Opening the Curves Tool
So, let's open an image in Photoshop and then open the curves tool. This is found from the menu Image – Adjustments – Curves. When the tool is open, you will see a histogram representing the exposure of your image with a straight line running through it from bottom left to top right. On the left of the histogram is the output scale and at the bottom the input scale. You will see that overlaying the histogram is a grid. The vertical lines represent, from the left, blacks, shadows, mid-tones, highlights and whites.
Manipulating Curves to Control Exposure and Contrast
To manipulate a curve, you simply click on the area you want to adjust and drag the line up or down. Moving it upwards will lighten that particular part of the tonal range, moving it down will darken it.

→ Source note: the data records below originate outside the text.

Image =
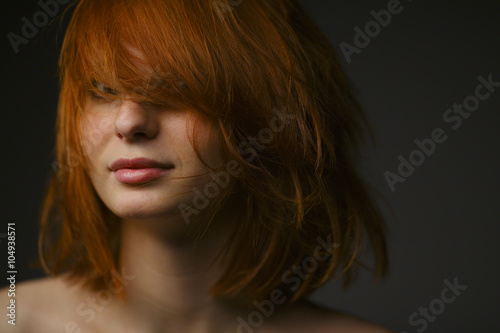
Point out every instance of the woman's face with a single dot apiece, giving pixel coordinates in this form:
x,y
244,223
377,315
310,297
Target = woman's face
x,y
118,135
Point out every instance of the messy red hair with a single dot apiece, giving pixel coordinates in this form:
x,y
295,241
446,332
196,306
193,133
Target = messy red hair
x,y
233,64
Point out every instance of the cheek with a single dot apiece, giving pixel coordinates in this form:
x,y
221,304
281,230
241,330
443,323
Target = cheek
x,y
95,131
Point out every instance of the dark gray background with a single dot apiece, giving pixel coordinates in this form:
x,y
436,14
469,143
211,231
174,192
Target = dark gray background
x,y
444,219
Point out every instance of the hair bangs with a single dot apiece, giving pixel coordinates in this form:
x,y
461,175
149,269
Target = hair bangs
x,y
158,56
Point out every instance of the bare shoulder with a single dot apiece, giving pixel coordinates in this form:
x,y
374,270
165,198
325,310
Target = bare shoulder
x,y
38,301
308,317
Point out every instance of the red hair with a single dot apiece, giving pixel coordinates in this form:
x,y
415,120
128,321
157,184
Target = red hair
x,y
233,65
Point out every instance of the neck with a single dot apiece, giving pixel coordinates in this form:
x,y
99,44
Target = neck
x,y
173,274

If we want to change the overall exposure of an image, we can click somewhere near the mid-tone point. Lifting the graph upwards will lighten the image, dragging it downwards will darken it.
If for example, we want to correct a washed out sky, we can click on the line in the highlights region of the graph then drag it down. You will see as you drag down, our straight line turns to a curve, the highlights become darker, but also so do our shadow areas. To counter this we can click in the shadow areas and drag the line upwards, giving us an S curve. The negative side to this is that we lower the contrast a bit. If we wanted to boost the contrast we can reverse that S curve, that is lower the shadow areas and increase the highlights. The beauty of the curve is that we can still boost contrast and save our blown sky. By increasing the exposure in the area just to the right of the mid-tones and lowering in the shadow areas we boost the contrast but will blow the sky a little. Now if we go to the area to the right of the highlights region close to the edge of the graph we can drag the curve down a little, recovering those lost highlights. It is this almost infinite control that makes curves so powerful.

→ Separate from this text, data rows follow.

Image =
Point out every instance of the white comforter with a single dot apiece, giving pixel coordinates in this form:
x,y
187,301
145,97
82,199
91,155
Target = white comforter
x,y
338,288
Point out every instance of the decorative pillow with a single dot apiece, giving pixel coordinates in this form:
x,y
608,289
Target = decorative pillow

Recovering Lost Details Using Curves
Another useful feature of curves is to attempt to recover blown highlights and lost shadows, in other words clipping. As we said the left end of the graph is the dark areas with the left edge being the blacks. If we have lost detail in the blacks we can slide the leftmost edge of the curve line upwards, lightening the absolute black and introducing some detail into the shadows. Depending on your exposure, you might also introduce some noise in the shadows too. The same is true for lost highlights, you may be able to recover at least some of them by clicking the curve line at the very right hand edge of the graph and dragging it down.

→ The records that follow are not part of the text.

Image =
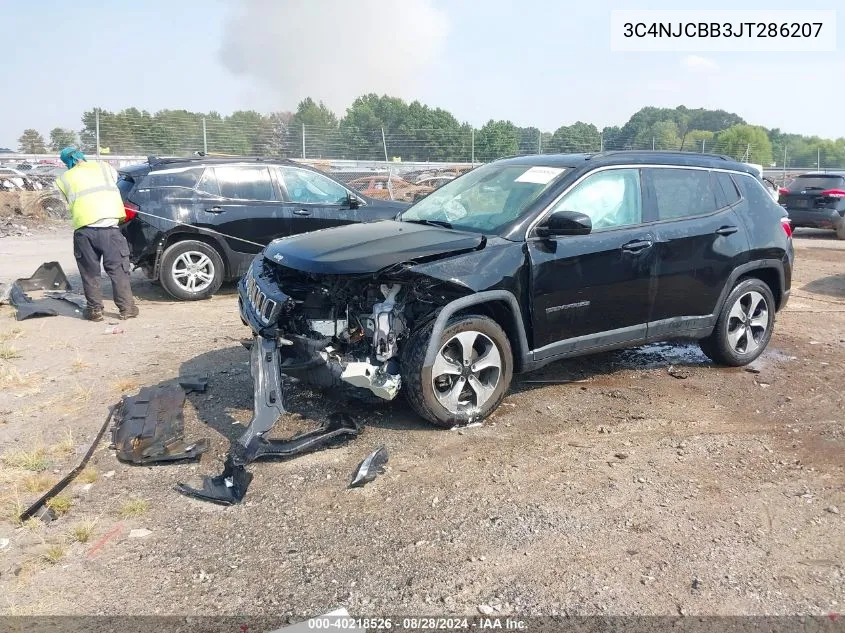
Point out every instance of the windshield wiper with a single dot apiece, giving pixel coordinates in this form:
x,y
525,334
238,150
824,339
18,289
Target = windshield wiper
x,y
441,223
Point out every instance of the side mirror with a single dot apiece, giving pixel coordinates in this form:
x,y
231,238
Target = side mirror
x,y
566,223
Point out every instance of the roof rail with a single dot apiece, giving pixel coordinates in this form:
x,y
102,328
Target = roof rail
x,y
200,156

Manipulating Color Using Curves
At the top we mentioned that you can also control color using curves. To do this, at the top of the curves window is the channel selector. By default it is set to RGB, in other words it manipulates the Red, Green and Blue channels together and by the same amounts. However by clicking on the drop down box you can choose to create a curve in just a single primary color channel. An example of why you might do this is if you have some blueness in your shadows. To eliminate the excessive blue, you would select the blue channel and drag the curve down near the right end of the graph. You will see the entire image swings blue but to counter this you can select a point between the shadow and mid-tones and drag the curve upwards, restoring the neutrality to the overall color.
Curves are an immensely powerful tool that you can use to control the look of your images. Don’t be afraid to try them and experiment with what they can do and you will soon pick up how they work.